The district court’s ruling does not prevent the government from limiting those other benefits to the categories of persons that are created and defined in (valid provisions of) immigration law.
Indeed, the district court’s ruling does not mean that grandparents or cousins are automatically guaranteed entry into the United States. All it means is that those relationships are not automatically denied entry; those groups of people (i.e., grandmothers) are still subject to the existing entry procedures (which the President has described as EXTREME VETTING). The question is what the “default” rule is for grandparents—whether they are automatically denied entry and have to request a waiver; or whether they are subject to ordinary rules for entry (which are rigorous and demanding).
The government’s last argument is its worst. In some tortured paragraphs the government insists that when the Court said that a “mother in law” “clearly” qualifies as a “close familial relationship” it really meant mothers. Again the passage from the Court’s opinion is instructive:
For individuals, a close familial relationship is required. A foreign national who wishes to enter the United States to live with or visit a family member, like Doe’s wife or Dr. Elshikh’s mother-in-law, clearly has such a relationship.
In other words, Dr. Elshikh’s “mother in law” “clearly” qualifies as a “close familial relationship.” The government argues she qualifies only by virtue of her relationship with Dr. Elshikh’s wife, her mother. Thus, the government concludes, mothers-in-law really means mothers.
This argument is bizarre, and the government does not even believe it. The argument is bizarre because the Court described the relevant relationship as that between Dr. Elshikh and his mother in law, not the relationship between Dr. Elshikh’s mother in law and Dr. Elshikh’s wife. Elsewhere in its opinion, the Court stated that the provisions of the executive order are enjoined as to “parties similarly situated to Doe, Dr. Elshikh, and Hawaii,” not “parties similarly situated to Doe, Mrs. Elshikh, and Hawaii.”
The government does not even buy what it is trying to sell. The government has defined “close family” as a “parent (including parent-in-law), spouse, child, adult son or daughter, son-in-law, daughter-in-law, sibling, whether whole or half.”
If the government did not think that the Court’s injunction extended to mothers in law or sons in law, it wouldn’t have listed those relationships as the kinds of “close familial relationships” that are covered by the Supreme Court’s injunction. But it did.

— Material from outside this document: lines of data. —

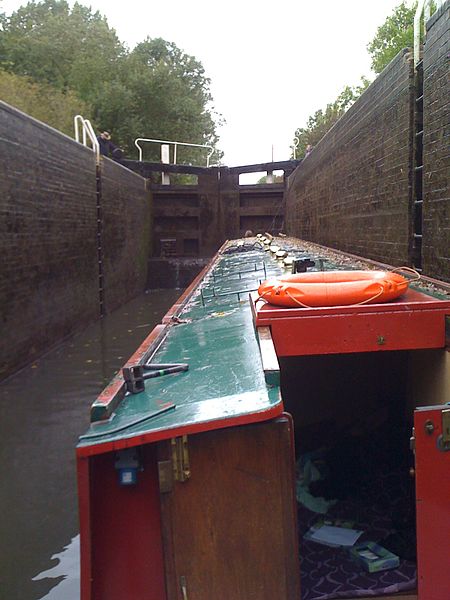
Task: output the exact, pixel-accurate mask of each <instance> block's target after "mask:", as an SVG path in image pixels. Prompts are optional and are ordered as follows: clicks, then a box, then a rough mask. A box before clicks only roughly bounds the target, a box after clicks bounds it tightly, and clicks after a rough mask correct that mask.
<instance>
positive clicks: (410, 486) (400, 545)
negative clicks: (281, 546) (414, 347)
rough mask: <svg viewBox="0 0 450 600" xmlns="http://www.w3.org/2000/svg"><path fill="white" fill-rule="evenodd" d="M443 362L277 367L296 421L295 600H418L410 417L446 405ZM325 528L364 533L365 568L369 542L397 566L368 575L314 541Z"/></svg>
mask: <svg viewBox="0 0 450 600" xmlns="http://www.w3.org/2000/svg"><path fill="white" fill-rule="evenodd" d="M449 359H450V354H449V353H448V352H446V351H445V350H444V349H431V350H430V349H428V350H412V351H393V352H371V353H370V352H365V353H354V354H333V355H319V356H295V357H294V356H288V357H282V358H280V359H279V360H280V375H281V390H282V396H283V401H284V405H285V409H286V411H287V412H289V413H290V414H291V415H292V416H293V420H294V431H295V449H296V495H297V504H298V539H299V549H300V557H301V589H302V598H308V599H311V600H319V599H322V598H327V599H331V598H338V597H339V598H340V597H342V594H343V593H344V592H347V594H348V595H346V596H345V597H348V598H352V597H353V594H354V597H361V596H362V595H365V594H363V592H365V593H366V594H367V596H370V597H372V596H373V595H380V596H382V595H383V594H386V593H391V594H392V593H396V592H399V593H400V592H402V593H406V592H408V593H409V594H411V596H407V597H411V598H416V596H415V594H416V593H417V592H416V590H417V574H416V573H417V569H416V528H415V523H416V515H415V463H414V454H413V452H412V450H411V448H410V438H411V432H412V429H413V416H414V409H415V408H416V407H417V406H424V405H425V406H426V405H436V404H439V403H444V402H446V401H449V400H450V398H449V397H448V395H449V387H448V378H449V370H450V360H449ZM446 378H447V379H446ZM323 523H325V524H328V525H330V526H332V527H334V526H336V525H337V526H342V527H345V528H348V529H353V530H356V531H358V532H359V531H361V532H362V533H361V535H360V536H359V537H358V540H357V542H356V544H355V548H358V547H359V545H361V547H362V545H365V546H366V548H369V550H367V551H366V550H364V549H363V554H364V552H366V554H365V556H367V557H369V558H371V559H372V564H374V563H375V562H376V561H375V559H374V556H373V552H372V554H371V550H370V549H371V548H373V546H371V544H370V543H376V544H378V545H379V546H381V547H382V548H384V549H385V550H388V551H389V552H390V553H392V554H393V555H395V557H398V559H397V562H398V565H397V566H396V567H395V568H392V569H390V570H381V571H379V572H372V573H371V572H369V571H367V570H365V569H367V568H368V567H367V566H366V567H364V560H363V559H362V560H360V561H359V562H358V561H357V559H356V558H355V556H354V552H352V551H351V548H346V549H344V548H341V547H340V548H336V547H331V546H328V545H325V544H323V543H319V542H317V541H313V538H314V535H317V534H316V533H315V532H316V530H317V531H318V527H319V526H321V525H322V524H323ZM327 531H328V532H331V529H330V530H327ZM323 532H324V533H325V529H324V530H323ZM355 535H357V534H355ZM328 542H329V543H332V541H331V540H328ZM378 562H379V563H380V564H381V561H378ZM365 564H366V565H370V560H366V561H365ZM331 575H332V576H331ZM384 597H385V596H384ZM401 597H402V598H403V597H404V596H401Z"/></svg>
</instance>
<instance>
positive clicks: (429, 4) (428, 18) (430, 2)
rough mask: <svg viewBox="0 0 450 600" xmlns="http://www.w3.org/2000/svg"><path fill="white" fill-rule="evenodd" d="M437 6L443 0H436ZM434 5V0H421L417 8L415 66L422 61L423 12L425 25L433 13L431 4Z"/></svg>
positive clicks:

The government’s interpretation also makes no sense. Dr. Elshikh’s relationship with his mother in law would not change if his wife unexpectedly passed away; he would still be as familiar with her as he was before his wife died; and they would still be “close famil[y].”
We’ll see what the Supreme Court has to say.
[Note: There is more to say about the government's challenge to the district court's ruling that assurances from a refugee resettlement agency qualify as a bona fide relationship with an entity in the United States. But it's getting late! For other coverage of the government's interpretation, see here, here, here, here, here, here, or other places.]